午前三時を過ぎているというのに意外にもたくさん人がいて、周りの視線が痛かった。ジャージ姿で未成年が歩いていたらそりゃあ思わず見てしまうだろうと私も思う。今さらながら悪いことをしている気がしてきて、下を向いて行く当てもなくふらふらと歩いていると誰かにぶつかった。カラカラという音がして何かが落ちる。顔を上げると知ってる顔があった。驚いた。クラスの男子に会ってしまった。しかし、名前が思い出せない。
「ごめん、前見てなかった」
「いやこっちも前見てなかったからごめん」
とりあえず謝ると向こうも謝り返してきた。彼は落ちたものを拾い上げる。何だろう? 気になってしまい思わず目で追うと、それはお面だった。真っ黒のお面。夜で周りも十分暗いのに、お面は不気味なほどに黒かった。こんな時間に何をしていたのか? 聞きたいけれど、聞かれたくはない。彼も同じだったのだろうか?
「じゃあ……」
と言うと彼は私の横を駆け抜けて行ってしまった。
思わぬ遭遇で少し冷静になった。こんな時間に外にいてどうする? 親にばれたらたまったもんじゃない。帰ろう。まだ明けてない空を見上げると悲しくなった。
ああ、ひとりぼっちだ。
家に帰ると意外と時間が経っていて、もう五時になろうとしていた。いつものようにとりあえず布団に入って横になり、さっきのことを考える。誰だっけ? よく授業中寝てる人なんだけど名前がやっぱり出てこない。仕方がないのでクラスLINEで名前を調べてみる。
ああ、思い出した。
あんな時間に何をしていたのだろう? あのお面は何だったんだろう? 暗くてよく見えなかったが、何のお面だったんだろう?

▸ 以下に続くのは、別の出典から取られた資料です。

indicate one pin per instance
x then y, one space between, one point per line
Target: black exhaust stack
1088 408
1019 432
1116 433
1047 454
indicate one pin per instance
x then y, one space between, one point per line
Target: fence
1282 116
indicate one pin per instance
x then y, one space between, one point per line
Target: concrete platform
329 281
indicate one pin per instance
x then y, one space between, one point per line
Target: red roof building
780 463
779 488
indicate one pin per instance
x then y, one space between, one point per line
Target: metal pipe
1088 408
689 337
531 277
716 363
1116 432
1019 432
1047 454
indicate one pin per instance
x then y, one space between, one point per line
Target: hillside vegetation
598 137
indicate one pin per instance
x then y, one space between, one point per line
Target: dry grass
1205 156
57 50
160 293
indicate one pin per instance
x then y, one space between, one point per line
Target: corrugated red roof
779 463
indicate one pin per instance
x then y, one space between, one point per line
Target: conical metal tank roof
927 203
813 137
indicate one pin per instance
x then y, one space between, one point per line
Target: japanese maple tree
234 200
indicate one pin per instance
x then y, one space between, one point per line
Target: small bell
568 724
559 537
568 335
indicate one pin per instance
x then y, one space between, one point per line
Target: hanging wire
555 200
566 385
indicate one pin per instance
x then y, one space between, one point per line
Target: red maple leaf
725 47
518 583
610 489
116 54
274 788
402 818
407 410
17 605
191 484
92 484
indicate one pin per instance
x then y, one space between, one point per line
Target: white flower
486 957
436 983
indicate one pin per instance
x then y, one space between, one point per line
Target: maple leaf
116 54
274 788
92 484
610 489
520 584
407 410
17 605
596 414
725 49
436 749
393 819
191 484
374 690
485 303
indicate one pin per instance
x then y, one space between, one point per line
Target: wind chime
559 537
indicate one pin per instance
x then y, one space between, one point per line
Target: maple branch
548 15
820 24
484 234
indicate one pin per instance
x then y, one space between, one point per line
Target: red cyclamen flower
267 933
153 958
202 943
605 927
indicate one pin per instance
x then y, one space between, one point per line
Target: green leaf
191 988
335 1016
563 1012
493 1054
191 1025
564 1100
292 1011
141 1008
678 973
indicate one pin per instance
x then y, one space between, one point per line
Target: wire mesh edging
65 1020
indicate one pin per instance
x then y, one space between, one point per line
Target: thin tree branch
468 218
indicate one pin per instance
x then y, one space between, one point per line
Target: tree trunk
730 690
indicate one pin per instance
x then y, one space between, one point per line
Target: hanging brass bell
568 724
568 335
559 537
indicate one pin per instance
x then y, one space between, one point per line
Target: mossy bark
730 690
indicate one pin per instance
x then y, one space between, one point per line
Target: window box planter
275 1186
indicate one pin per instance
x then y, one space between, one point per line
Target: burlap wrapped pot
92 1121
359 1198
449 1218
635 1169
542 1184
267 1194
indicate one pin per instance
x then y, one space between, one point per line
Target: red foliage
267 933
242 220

そんなことを考えていると目覚ましがなった。やはり気持ちのよい目覚めというのはわからない。
外に出たことがばれていないだろうかとひやひやしながら階段を登り、リビングに入る。
「お母さん、お父さん、おはよう」
「おはよう」
いつもと変わらない返事が返ってきた。どうやらばれていないようだ。朝食を食べ、歯を磨き、セーラー服に袖を通す。
「行ってきます」
午前七時。家を出る。曇り空だ。
結局お母さんには謝れなかった。うーん、どうしたもんかね。
私は、重い足取りで学校に向かった。